Addressing the question of “Value vs Volume”, the Managing Director and CEO of the Synlait Group, Dr John Penno, said soy as a protein substitute would influence the dairy industry in the future, unless the industry could find ways to transform the value of its product. “Soy can be produced much more efficiently on scales we can’t even comprehend, and as soy products are being developed to more and more resemble dairy products, there is a danger that it can become a substitute for most dairy products.”
Dr Penno says New Zealand’s dairy industry will have to find ways that can meaningful differentiate its products from others on the international markets. “This is a 20 year strategy. We need to exploit the bundle of benefits that is uniquely New Zealand – things that we take for granted like a healthy environment, healthy lifestyles and healthy and safe food. All of these attributes have to be wrapped up in real products with substance,” he says.
He says there is a challenge ahead for scientists working on adding value to dairy food products. “We are going to compete with an easier to produce and cheaper soy product. You have to start working now on the results we need to make sure our dairy products remain the consumers’ choice.”
Putting aside the potential threat of soybeans to the dairy industry, the future of the industry seems to be bright.
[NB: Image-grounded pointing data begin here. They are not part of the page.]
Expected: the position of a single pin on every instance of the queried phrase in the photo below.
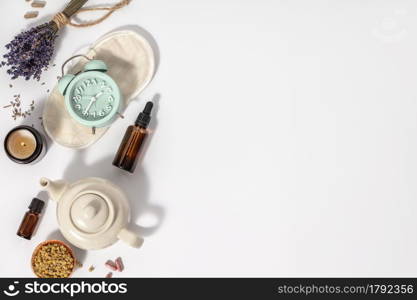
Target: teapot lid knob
(90, 213)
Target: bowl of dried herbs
(53, 259)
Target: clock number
(77, 98)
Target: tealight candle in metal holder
(25, 145)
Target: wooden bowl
(52, 242)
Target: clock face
(93, 98)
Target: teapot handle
(130, 238)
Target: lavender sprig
(30, 52)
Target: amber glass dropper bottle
(31, 218)
(129, 150)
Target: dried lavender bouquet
(30, 52)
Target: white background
(285, 140)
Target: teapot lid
(92, 212)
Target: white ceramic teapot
(92, 213)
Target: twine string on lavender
(30, 52)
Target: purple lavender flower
(30, 52)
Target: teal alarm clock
(92, 97)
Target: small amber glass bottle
(128, 153)
(31, 218)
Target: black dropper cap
(145, 116)
(36, 205)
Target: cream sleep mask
(131, 63)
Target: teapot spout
(55, 188)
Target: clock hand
(93, 99)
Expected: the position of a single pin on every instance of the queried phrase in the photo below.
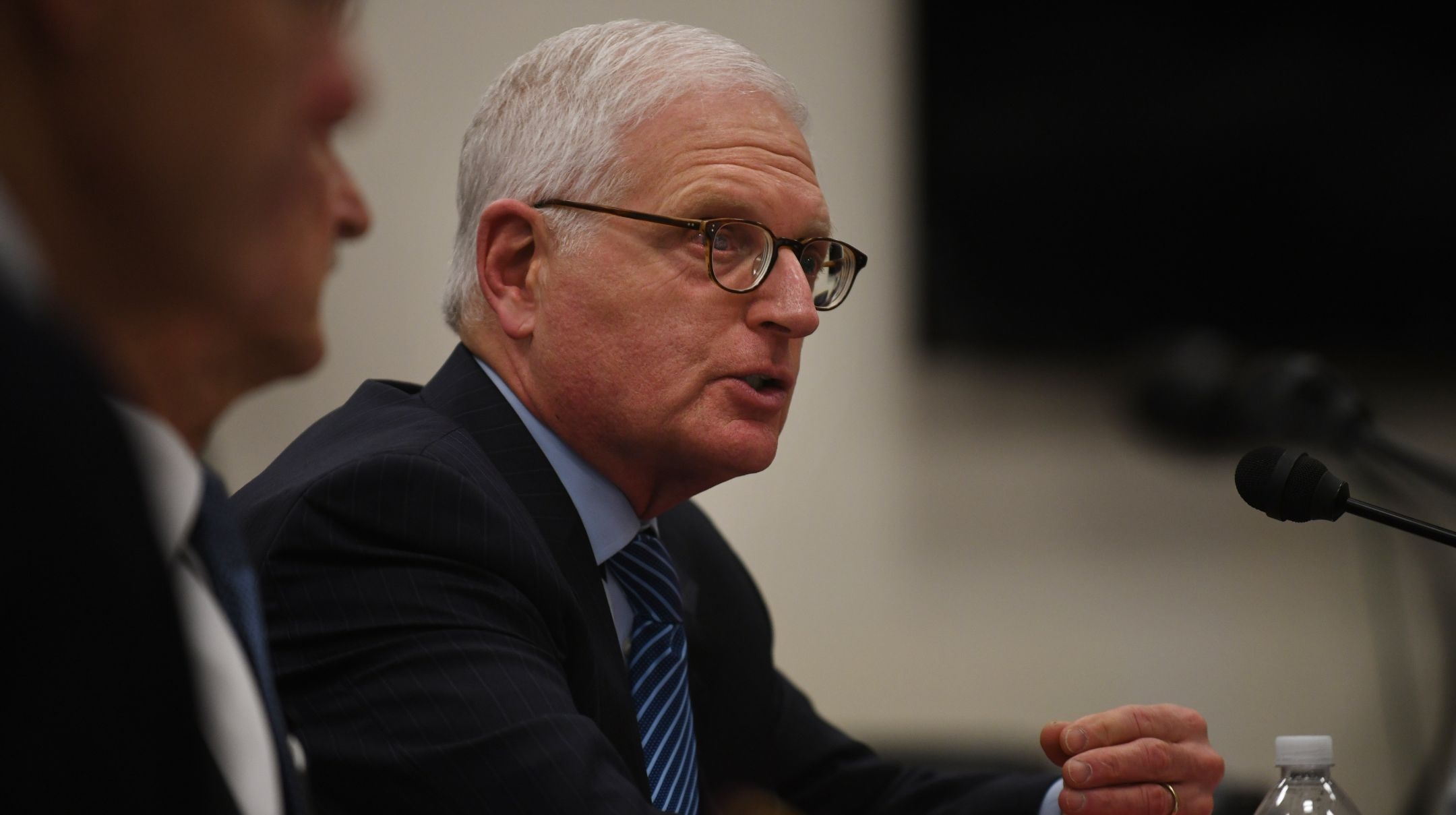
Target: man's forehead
(729, 154)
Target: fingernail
(1075, 739)
(1079, 772)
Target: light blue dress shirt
(612, 523)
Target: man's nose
(784, 301)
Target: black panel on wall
(1091, 175)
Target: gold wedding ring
(1174, 793)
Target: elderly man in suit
(493, 591)
(168, 212)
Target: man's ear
(508, 257)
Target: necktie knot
(647, 575)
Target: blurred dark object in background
(1091, 175)
(1199, 393)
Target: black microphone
(1292, 487)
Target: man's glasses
(740, 253)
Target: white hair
(553, 123)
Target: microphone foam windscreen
(1252, 475)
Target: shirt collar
(171, 475)
(605, 513)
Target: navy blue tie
(219, 543)
(659, 671)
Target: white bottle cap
(1304, 752)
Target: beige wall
(986, 546)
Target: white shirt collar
(171, 475)
(605, 513)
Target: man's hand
(1118, 762)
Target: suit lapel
(462, 392)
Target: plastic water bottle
(1305, 786)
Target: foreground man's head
(613, 328)
(174, 163)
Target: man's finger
(1132, 799)
(1132, 722)
(1142, 760)
(1052, 743)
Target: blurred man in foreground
(493, 591)
(168, 212)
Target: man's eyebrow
(723, 207)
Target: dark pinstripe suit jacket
(101, 713)
(443, 641)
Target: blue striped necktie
(219, 541)
(659, 671)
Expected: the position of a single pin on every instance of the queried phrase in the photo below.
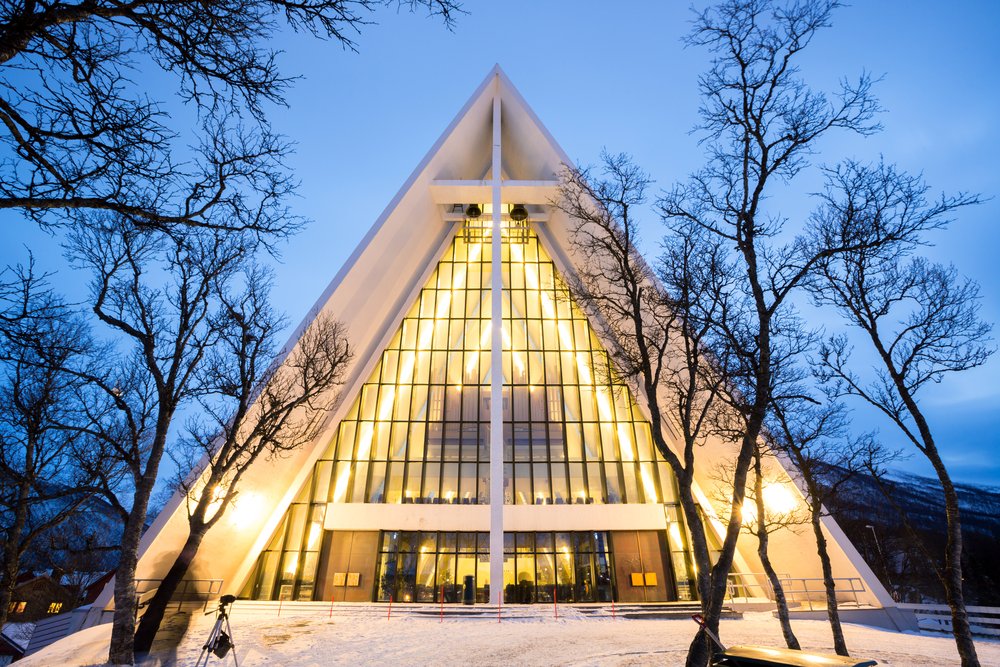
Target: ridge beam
(511, 192)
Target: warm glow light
(247, 508)
(778, 499)
(648, 485)
(674, 531)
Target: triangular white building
(419, 478)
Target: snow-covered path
(572, 640)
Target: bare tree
(760, 520)
(40, 484)
(253, 407)
(83, 134)
(660, 323)
(813, 436)
(760, 123)
(919, 318)
(156, 294)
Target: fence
(801, 591)
(192, 592)
(985, 621)
(743, 585)
(189, 591)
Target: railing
(188, 591)
(984, 621)
(741, 585)
(802, 590)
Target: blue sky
(616, 75)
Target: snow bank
(573, 640)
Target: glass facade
(538, 567)
(563, 567)
(418, 431)
(423, 566)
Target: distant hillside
(894, 552)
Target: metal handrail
(736, 582)
(187, 591)
(806, 593)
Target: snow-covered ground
(573, 639)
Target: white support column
(496, 374)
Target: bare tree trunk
(839, 644)
(762, 542)
(157, 607)
(12, 551)
(953, 566)
(122, 650)
(700, 655)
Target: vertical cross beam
(496, 373)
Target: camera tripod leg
(205, 650)
(229, 630)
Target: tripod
(220, 642)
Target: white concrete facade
(496, 151)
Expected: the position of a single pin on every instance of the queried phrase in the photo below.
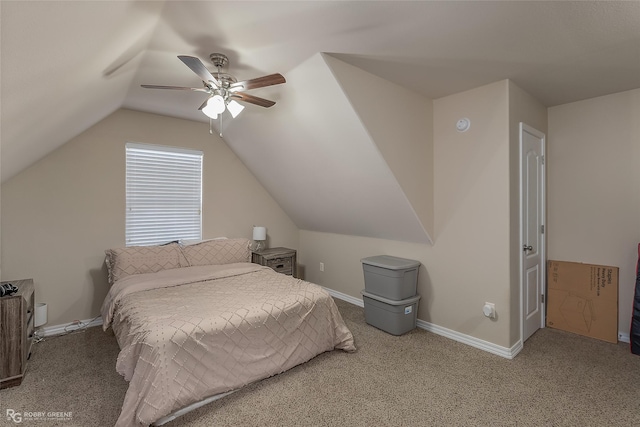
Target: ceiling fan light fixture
(234, 108)
(215, 105)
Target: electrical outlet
(489, 310)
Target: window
(164, 194)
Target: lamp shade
(215, 105)
(234, 108)
(259, 233)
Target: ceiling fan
(224, 89)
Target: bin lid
(390, 262)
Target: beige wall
(469, 262)
(593, 176)
(526, 109)
(59, 215)
(402, 129)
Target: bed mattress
(190, 333)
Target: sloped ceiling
(65, 65)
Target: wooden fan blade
(270, 80)
(195, 89)
(198, 67)
(252, 99)
(204, 104)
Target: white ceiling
(65, 65)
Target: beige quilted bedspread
(189, 333)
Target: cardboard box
(583, 299)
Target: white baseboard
(49, 331)
(487, 346)
(508, 353)
(345, 297)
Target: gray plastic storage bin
(394, 317)
(390, 277)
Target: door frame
(543, 238)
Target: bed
(198, 321)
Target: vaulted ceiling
(65, 65)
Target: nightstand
(282, 260)
(17, 318)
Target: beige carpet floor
(418, 379)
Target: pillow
(123, 262)
(217, 252)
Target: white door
(532, 242)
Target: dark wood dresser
(282, 260)
(17, 317)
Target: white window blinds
(164, 194)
Both Dr Penno and Fonterra Milk Supply Director, Barry Harris agree that the global demands for dairy products are growing at a healthy rate.
Therefore, says Barry Harris, that while it is also necessary to increasingly look at ways to add value to the product, volume will remain critically important to the dairy industry’s success in the future.
About 150 scientists and agribusiness leaders from Australia and New Zealand are attending the three day conference in Christchurch, which is jointly hosted by AgResearch and CSIRO (Commonwealth Scientific and Industrial Research Organisation) Livestock Industries.